SM is behind K-pop acts including Super Junior, EXO, Girls Generation, f(x), and superstar soloist BoA. It also manages actors including Kim Ha-neul, and Kim Min-jong, while its Galeria label represents leading woman golfer Park In-bee.
The publicly-listed SM issued new shares to Alibaba, SM said in a statement.
The company said that the agreement is expected to help SM expand into the mainland Chinese market, particularly in the music and marketing sectors and online music distribution. Under its Ali Music unit, Alibaba’s music apps Xiami and Tiantian may set up branded channels for some of SM’s groups.
China recently contributed significant growth to SM’s earnings, though that appeared to come from concerts and touring. The Alibaba deal could help to roll back piracy and allow SM to start earning significant revenue from streaming services. SM also has business deals with Baidu and Tencent.
Relations between the Chinese and Korean entertainment industries have flourished in the past couple of years at both corporate and artistic levels. In late 2014 China’s Huace became a major backer of leading independent film distributor Next Entertainment World, while Fosun International also has a stake in SM.

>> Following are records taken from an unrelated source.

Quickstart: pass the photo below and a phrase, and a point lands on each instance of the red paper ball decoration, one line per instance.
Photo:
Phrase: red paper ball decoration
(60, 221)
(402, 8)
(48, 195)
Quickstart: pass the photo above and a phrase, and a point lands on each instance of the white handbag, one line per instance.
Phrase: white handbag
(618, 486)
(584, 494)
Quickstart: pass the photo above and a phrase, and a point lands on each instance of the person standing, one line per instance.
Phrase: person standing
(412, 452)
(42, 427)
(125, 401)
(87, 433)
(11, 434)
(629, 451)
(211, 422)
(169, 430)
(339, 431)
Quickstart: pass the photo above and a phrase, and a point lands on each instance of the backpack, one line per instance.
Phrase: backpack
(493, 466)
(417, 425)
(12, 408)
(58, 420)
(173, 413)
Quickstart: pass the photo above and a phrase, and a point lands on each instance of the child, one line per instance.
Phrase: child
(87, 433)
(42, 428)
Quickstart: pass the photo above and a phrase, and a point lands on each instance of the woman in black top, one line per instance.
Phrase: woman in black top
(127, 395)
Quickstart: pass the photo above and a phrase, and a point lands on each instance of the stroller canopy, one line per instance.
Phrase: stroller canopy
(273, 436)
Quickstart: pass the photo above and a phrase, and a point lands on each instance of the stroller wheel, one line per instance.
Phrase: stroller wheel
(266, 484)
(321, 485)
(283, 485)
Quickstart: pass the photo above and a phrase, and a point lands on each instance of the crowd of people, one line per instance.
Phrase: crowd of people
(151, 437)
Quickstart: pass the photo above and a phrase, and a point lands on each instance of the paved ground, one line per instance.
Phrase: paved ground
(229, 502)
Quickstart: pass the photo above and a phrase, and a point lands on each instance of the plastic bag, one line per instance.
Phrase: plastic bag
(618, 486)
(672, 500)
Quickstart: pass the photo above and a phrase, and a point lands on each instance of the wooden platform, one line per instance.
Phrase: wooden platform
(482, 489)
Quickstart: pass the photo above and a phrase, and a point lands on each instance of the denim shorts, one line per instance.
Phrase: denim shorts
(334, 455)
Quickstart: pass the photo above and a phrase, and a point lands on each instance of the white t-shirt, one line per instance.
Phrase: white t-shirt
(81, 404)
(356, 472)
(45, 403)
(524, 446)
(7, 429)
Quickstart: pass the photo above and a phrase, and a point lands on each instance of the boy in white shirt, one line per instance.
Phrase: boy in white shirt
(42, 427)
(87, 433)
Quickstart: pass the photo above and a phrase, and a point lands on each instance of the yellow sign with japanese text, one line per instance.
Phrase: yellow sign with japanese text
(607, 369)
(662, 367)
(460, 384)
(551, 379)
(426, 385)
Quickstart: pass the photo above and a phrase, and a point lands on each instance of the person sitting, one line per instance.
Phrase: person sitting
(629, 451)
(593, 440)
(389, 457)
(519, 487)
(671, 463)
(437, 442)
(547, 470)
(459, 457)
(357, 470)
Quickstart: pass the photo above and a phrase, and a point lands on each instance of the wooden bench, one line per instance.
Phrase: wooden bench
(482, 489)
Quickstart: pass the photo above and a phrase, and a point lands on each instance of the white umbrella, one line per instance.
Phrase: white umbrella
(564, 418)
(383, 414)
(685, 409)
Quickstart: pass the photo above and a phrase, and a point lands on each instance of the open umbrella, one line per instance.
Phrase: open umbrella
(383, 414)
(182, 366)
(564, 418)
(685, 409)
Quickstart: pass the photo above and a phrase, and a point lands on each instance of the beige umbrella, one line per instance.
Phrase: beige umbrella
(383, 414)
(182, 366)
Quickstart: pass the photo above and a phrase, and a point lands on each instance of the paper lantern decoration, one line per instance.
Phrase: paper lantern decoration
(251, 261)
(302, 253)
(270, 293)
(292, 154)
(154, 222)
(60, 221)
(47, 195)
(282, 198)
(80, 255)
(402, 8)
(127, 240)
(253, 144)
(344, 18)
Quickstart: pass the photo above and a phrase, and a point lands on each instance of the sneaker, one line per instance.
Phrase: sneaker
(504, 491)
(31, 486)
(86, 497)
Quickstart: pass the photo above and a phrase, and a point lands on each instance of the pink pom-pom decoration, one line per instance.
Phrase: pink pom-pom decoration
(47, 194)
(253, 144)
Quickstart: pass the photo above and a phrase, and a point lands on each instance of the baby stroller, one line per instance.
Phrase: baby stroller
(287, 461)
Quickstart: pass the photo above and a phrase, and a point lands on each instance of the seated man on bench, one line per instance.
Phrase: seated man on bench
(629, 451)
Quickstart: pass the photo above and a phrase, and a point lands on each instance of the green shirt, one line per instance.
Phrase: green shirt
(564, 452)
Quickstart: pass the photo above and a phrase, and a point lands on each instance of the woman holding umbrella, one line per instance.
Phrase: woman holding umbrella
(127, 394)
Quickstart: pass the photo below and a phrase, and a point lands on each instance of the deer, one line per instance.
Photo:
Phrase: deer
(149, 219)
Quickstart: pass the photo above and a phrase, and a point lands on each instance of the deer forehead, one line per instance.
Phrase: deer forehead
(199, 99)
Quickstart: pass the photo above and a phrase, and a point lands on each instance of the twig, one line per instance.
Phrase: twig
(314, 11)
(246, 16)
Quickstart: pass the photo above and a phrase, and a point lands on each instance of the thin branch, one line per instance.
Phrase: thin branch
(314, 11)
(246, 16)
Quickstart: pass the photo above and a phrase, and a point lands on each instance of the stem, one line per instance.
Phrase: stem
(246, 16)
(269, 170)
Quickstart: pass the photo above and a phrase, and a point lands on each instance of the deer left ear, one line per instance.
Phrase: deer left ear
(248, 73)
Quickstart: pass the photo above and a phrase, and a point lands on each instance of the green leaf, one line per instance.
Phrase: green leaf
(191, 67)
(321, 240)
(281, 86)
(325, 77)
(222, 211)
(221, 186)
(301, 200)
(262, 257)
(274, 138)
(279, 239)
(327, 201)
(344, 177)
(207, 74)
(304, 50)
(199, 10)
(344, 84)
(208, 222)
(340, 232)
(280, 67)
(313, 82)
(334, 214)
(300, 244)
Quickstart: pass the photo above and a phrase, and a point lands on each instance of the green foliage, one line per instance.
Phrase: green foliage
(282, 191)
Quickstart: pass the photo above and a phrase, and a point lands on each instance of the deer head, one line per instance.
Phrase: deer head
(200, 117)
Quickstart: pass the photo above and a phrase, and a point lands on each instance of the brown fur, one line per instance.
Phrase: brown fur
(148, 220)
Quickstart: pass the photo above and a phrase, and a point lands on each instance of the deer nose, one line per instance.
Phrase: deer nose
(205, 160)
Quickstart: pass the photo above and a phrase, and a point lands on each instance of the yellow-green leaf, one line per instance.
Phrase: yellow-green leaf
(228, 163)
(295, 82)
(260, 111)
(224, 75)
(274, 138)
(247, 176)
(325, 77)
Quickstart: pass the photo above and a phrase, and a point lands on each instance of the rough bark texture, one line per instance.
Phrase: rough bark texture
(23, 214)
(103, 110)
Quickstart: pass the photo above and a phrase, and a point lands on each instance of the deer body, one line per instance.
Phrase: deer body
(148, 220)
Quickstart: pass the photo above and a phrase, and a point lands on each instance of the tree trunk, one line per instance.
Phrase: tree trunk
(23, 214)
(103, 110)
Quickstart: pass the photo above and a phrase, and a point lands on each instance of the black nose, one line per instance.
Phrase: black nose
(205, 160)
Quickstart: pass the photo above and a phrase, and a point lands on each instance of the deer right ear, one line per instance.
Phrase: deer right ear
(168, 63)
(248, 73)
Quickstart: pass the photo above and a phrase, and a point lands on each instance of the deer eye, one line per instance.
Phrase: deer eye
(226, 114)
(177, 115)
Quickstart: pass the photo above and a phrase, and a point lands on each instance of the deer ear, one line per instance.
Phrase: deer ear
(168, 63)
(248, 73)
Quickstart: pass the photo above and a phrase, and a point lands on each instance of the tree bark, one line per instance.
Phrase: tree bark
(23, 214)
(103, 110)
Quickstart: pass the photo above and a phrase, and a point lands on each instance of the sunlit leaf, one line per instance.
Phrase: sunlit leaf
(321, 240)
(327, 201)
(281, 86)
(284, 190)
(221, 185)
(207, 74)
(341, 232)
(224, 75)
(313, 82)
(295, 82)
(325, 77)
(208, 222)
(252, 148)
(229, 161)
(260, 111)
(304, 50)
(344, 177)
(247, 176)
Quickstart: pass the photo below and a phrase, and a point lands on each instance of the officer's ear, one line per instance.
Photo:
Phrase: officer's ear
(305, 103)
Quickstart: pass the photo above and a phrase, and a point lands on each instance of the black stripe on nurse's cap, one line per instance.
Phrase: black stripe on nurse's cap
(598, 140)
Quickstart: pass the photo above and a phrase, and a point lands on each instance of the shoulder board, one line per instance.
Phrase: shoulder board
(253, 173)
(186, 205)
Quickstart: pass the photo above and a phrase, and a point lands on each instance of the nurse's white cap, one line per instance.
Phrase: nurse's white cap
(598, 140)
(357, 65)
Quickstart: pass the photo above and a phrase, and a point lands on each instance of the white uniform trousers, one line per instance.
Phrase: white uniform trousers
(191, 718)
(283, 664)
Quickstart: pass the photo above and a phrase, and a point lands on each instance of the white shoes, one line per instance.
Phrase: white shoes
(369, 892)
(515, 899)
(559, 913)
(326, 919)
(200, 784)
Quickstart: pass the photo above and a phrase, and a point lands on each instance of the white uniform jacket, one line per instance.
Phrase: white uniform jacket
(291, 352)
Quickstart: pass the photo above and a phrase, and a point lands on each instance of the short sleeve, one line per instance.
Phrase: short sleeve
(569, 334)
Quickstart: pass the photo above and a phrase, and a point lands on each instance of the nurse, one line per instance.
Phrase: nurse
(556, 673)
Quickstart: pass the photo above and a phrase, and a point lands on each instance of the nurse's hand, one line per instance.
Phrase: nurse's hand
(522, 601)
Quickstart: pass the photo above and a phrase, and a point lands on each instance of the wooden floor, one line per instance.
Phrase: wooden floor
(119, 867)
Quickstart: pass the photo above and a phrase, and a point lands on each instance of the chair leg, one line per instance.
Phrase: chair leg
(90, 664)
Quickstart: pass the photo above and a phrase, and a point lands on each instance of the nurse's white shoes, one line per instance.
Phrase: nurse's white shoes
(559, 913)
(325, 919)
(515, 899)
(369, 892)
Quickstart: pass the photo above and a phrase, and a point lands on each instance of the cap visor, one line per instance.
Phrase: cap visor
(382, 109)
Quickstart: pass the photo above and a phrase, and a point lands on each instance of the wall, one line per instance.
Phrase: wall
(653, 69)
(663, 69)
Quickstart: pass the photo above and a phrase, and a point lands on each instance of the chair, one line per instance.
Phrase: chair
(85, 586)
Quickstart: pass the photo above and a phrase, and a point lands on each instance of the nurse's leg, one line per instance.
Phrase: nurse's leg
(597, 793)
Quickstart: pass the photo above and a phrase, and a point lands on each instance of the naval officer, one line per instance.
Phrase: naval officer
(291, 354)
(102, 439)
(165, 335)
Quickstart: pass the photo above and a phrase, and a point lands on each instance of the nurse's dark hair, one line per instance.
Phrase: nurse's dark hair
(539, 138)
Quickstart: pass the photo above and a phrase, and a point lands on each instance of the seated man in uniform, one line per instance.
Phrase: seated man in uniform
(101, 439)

Film co-productions between Korea and China have flourished, while numerous K-pop acts have added Mandarin-speaking members in attempts to establish fan bases in the massive mainland Chinese market.
Korean TV dramas, with their high production values and strong story lines, have become massively popular in China, especially through online platforms. Chinese regulators somewhat disrupted the flow of Korean pop-culture into China last year when they required complete runs of series to pass censorship before being allowed to air. While that quickly limited imports into China, it also helped push companies into co-production and co-investment deals.